The Bill reiterates the importance of strategic planning but SDPs were regarded as too prescriptive and resource inefficient. Regional planning will be reflected in the NPF and local authorities will also be able to adopt flexible partnership arrangements for continued collaborative working.

  • LDPs will be reviewed on a 10 year cycle (currently 5 years) but with provision for earlier partial amendment if a particular change is required (for example if there is a housing land shortfall).
    The Main Issues Report stage of plan preparation will be abolished, with an enhanced focus on consultation on the Proposed LDP prepared by the planning authority.
  • Independent scrutiny of a proposed LDP currently takes place at the end of the LDP preparation process. The Bill proposes to frontload examination of key decisions and Reporter’s recommendations on matters such as the housing land requirement. The local authority will be required to prepare an evidence report of prescribed matters for review by a Reporter. Preparation of a proposed LDP will require the Reporter to have confirmed that the evidence report is sufficient, and the planning authority must have regard to the Reporter’s report in preparing the proposed LDP.
  • LDPs will be required to take into account the local improvement plan, so as to better align spatial planning with community planning and service delivery.
  • It will no longer be possible to adopt supplementary guidance, to ensure that policies are contained in a single LDP document rather than in sometimes complex and voluminous guidance. It will remain permissible to prepare non-statutory guidance.
  • Key agencies are currently required to cooperate with the planning authority in plan preparation. The definition of key agency will be amended to permit designation of a wider range of agencies, including private infrastructure providers.
  • The LDP delivery programme (currently the action programme) is to be approved by the full Council to promote high level corporate buy in to delivery of the adopted LDP’s provisions.

These are substantial procedural changes, designed to simplify and speed up preparation of LDP’s avoid repetition of national planning policies and displacement if important provisions into supplementary guidance, and focus planning authority resources on planned delivery rather than a perpetual cycle of LDP preparation.

Local Place Plans

The Bill introduces a new right for a community body to prepare a Local Place Plan (LPP) for their area and submit this to their planning authority.

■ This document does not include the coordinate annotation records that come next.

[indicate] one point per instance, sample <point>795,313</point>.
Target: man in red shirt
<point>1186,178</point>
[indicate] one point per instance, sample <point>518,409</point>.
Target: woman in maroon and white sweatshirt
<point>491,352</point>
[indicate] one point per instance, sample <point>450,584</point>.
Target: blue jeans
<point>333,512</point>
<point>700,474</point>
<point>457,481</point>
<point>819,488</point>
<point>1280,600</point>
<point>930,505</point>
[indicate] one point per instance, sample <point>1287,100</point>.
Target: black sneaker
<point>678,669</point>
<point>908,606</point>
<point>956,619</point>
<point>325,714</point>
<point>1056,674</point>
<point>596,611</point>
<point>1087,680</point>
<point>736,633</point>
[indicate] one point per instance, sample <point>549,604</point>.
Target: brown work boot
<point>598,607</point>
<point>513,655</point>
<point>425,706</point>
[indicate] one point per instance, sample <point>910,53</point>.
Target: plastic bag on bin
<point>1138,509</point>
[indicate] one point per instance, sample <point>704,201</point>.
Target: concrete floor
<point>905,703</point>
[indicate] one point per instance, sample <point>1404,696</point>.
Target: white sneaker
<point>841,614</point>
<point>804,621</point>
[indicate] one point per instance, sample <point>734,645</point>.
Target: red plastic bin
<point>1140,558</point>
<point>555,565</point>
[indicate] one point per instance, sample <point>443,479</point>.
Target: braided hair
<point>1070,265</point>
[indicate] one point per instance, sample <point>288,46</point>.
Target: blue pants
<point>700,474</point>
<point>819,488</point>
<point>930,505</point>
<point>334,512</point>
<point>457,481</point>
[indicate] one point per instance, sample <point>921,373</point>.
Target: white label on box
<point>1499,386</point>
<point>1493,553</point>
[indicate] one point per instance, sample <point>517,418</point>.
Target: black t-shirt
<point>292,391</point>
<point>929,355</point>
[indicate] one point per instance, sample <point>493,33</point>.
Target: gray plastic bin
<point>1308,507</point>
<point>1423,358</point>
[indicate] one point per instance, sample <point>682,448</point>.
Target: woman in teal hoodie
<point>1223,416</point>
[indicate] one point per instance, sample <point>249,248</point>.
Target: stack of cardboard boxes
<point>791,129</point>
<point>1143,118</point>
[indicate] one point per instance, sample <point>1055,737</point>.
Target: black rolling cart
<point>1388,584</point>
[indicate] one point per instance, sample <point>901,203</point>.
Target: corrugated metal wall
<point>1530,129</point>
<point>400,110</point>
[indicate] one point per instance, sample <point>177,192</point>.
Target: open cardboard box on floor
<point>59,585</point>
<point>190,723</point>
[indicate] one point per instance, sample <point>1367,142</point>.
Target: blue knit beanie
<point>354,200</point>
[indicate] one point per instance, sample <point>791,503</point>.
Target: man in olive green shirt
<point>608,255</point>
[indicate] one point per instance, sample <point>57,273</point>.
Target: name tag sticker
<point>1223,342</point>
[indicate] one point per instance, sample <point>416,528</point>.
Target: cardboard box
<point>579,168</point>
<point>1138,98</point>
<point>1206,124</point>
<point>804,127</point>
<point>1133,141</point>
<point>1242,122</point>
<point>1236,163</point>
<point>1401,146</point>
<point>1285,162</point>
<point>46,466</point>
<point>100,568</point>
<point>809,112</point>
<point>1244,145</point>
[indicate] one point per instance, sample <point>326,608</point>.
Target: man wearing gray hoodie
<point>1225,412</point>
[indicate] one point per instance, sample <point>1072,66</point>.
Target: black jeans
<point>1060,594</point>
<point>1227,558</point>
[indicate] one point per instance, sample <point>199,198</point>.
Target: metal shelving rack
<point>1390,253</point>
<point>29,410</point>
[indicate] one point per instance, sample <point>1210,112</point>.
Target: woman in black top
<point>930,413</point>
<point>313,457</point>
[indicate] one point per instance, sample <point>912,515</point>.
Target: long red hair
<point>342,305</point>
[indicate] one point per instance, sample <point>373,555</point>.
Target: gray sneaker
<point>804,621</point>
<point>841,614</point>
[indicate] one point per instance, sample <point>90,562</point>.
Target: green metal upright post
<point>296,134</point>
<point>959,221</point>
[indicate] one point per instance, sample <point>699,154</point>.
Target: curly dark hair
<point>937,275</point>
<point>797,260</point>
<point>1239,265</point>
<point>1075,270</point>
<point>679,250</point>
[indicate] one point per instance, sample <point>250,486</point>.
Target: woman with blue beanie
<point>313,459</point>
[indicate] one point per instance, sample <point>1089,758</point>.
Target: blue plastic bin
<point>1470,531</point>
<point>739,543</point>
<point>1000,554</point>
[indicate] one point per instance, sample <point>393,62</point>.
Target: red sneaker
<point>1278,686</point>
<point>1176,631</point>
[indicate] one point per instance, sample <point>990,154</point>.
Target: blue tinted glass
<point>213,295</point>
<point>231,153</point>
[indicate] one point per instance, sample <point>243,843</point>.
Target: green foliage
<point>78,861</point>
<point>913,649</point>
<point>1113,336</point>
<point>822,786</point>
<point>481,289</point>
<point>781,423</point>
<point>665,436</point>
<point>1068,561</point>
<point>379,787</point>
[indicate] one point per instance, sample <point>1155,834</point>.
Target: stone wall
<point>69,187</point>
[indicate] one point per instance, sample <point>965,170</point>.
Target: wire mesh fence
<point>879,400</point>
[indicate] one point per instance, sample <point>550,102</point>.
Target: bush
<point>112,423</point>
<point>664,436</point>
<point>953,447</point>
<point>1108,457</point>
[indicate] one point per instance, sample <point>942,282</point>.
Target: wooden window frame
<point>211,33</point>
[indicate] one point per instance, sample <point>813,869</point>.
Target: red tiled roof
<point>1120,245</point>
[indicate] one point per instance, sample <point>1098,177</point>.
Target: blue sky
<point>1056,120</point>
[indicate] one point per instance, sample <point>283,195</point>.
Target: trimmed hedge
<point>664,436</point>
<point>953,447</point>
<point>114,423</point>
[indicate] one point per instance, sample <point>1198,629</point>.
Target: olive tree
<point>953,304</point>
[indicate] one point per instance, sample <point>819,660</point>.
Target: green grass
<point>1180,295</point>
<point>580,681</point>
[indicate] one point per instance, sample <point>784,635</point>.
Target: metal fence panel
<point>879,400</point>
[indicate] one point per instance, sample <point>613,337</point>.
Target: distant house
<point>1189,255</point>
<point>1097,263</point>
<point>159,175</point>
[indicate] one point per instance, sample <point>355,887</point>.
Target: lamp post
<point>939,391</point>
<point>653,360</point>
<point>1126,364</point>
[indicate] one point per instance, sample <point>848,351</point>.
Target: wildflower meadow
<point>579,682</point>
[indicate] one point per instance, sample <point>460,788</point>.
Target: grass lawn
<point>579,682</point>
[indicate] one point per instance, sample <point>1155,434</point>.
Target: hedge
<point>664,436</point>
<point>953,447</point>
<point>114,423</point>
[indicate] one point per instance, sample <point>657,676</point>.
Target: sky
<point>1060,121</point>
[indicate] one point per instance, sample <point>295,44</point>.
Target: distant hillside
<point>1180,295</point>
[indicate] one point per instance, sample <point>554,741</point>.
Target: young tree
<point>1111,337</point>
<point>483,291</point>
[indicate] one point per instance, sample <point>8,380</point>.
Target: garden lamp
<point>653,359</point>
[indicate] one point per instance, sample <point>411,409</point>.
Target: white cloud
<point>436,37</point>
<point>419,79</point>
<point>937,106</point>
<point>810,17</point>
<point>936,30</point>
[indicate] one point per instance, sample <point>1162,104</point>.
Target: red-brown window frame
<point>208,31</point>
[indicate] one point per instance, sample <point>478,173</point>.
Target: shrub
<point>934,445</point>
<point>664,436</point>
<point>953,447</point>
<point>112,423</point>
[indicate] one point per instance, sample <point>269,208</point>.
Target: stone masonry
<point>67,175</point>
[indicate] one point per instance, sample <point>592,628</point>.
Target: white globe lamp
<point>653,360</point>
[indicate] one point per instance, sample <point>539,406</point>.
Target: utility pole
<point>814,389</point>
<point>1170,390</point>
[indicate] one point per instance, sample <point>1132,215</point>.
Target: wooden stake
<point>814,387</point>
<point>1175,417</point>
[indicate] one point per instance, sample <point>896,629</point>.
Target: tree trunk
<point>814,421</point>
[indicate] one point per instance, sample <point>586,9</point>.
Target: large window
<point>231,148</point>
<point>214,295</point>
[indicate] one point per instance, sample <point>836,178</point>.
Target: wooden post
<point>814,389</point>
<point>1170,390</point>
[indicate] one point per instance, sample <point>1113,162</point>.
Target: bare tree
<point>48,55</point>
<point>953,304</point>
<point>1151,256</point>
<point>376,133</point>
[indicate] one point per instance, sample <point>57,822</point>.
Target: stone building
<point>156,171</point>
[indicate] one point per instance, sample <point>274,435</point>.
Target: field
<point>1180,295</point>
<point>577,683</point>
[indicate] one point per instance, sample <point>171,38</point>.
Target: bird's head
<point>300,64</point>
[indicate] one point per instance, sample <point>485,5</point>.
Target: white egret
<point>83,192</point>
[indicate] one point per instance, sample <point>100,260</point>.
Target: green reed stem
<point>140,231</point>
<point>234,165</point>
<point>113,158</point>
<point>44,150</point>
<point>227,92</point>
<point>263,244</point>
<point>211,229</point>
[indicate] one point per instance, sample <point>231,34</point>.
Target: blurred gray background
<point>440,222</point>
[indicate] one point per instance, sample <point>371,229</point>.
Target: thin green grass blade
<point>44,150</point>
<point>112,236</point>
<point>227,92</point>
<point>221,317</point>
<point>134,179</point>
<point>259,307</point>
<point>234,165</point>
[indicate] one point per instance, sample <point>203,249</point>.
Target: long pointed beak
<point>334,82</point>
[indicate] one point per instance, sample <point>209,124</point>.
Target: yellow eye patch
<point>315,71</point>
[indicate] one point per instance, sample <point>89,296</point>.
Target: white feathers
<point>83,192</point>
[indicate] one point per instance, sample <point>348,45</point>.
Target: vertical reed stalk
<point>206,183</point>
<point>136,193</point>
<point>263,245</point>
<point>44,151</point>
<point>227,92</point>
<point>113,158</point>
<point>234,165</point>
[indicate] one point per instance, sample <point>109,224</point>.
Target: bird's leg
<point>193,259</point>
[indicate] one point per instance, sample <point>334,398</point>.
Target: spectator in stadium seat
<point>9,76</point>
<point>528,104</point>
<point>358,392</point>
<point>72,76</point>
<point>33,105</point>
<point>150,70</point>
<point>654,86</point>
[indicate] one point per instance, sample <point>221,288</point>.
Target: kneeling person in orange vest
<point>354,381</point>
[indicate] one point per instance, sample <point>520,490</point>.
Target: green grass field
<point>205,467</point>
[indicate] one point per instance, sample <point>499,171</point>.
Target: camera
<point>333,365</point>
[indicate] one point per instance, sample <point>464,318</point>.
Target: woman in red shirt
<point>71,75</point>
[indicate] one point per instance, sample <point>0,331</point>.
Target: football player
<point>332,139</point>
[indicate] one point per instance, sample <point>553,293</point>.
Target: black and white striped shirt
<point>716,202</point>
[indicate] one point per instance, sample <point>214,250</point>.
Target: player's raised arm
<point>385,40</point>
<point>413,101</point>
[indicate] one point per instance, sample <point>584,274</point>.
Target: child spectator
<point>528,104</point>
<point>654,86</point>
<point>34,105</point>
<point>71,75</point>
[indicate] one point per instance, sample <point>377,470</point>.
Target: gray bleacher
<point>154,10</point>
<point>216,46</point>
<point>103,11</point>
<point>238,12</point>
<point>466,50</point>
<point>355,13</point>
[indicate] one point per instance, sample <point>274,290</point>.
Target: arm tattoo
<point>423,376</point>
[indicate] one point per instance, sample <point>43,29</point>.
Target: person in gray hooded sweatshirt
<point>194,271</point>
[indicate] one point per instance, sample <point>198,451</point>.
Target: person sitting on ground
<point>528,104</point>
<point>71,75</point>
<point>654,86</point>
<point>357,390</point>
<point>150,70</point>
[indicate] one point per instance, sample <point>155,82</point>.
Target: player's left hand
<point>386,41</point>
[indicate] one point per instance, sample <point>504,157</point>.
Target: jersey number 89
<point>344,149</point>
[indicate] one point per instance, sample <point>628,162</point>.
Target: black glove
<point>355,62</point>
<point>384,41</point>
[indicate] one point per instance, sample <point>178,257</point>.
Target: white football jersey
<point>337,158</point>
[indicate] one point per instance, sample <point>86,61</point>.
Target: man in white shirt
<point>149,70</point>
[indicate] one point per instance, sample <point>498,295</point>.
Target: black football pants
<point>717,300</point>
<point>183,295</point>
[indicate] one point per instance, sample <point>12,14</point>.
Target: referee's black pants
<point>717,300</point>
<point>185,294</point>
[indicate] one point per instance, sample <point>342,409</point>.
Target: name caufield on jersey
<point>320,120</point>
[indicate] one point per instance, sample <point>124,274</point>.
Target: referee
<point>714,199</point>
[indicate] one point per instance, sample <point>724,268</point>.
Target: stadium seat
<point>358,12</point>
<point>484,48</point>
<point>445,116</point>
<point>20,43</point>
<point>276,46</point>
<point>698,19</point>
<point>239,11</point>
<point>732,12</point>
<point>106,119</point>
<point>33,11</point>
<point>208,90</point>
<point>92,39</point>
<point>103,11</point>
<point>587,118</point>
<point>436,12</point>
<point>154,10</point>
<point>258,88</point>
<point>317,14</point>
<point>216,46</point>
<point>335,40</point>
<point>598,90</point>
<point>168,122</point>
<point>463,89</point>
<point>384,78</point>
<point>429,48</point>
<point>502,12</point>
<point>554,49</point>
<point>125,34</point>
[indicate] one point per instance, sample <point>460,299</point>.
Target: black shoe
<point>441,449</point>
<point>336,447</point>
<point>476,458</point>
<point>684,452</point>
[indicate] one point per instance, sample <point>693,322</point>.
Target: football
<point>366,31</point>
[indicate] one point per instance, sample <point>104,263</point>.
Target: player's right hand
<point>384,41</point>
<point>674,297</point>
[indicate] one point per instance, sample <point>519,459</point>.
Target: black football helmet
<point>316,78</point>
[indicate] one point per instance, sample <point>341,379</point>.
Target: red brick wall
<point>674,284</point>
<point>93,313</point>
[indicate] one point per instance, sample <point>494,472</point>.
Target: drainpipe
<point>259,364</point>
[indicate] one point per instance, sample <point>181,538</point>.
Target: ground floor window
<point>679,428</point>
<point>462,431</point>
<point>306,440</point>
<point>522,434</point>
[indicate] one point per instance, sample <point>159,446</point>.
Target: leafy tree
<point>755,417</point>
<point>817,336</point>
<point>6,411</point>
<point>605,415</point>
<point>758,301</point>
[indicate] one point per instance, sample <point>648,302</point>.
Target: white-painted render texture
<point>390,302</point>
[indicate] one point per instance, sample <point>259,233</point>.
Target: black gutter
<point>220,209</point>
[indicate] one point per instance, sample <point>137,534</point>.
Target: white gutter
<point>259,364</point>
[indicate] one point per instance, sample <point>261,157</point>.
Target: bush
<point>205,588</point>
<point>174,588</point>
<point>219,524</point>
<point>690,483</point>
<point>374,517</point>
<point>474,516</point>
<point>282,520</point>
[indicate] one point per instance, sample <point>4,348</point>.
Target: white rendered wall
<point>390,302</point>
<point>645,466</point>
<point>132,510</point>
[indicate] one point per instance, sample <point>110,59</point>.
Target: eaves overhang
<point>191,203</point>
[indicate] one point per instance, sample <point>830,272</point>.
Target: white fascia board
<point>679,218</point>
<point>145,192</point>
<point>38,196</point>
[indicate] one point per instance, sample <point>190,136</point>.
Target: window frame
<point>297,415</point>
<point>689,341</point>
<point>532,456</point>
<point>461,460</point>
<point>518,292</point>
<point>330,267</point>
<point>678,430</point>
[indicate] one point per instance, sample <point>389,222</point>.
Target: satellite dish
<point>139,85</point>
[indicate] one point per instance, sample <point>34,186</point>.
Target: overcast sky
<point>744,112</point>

The Bill does not propose any particular LPP preparation process, but regulations may prescribe matters to which the community body must have regard in preparing a LPP (which will include the NPF), the form and content of a LPP, and steps that must be taken before preparing or submitting a LPP.

A LPP will not automatically become part of the LDP. Rather the planning authority must have regard to a LPP when preparing its LDP. In all cases the LPP would inform the LDP review, and the planning authority can amend the LDP to reflect the LPP. If the LDP is to be amended then the LPP will be subject to the same procedure and scrutiny as any other proposed amendment.

Comment

Simplified development plans, more frontloaded, streamlined and collaborative plan-preparation, and an enhanced focus on delivery will be widely welcomed. Some planning authorities may be concerned as to the scope for any necessary local divergence from national planning policies once the NPF (a Scottish Government document) becomes an integral part of the development plan. LPPs present as something of an uneasy compromise between the objectives of involving and empowering communities and ensuring that a LPP does not undermine the LDP. There may remain a concern as to how truly representative of the wider community is the community body preparing a LPP and whether some bodies may see a LPP as a vehicle for restricting any change rather than promoting appropriate development. If a planning authority has regard to but does not then adopt the content of a LPP it might be questioned whether this will encourage future community involvement.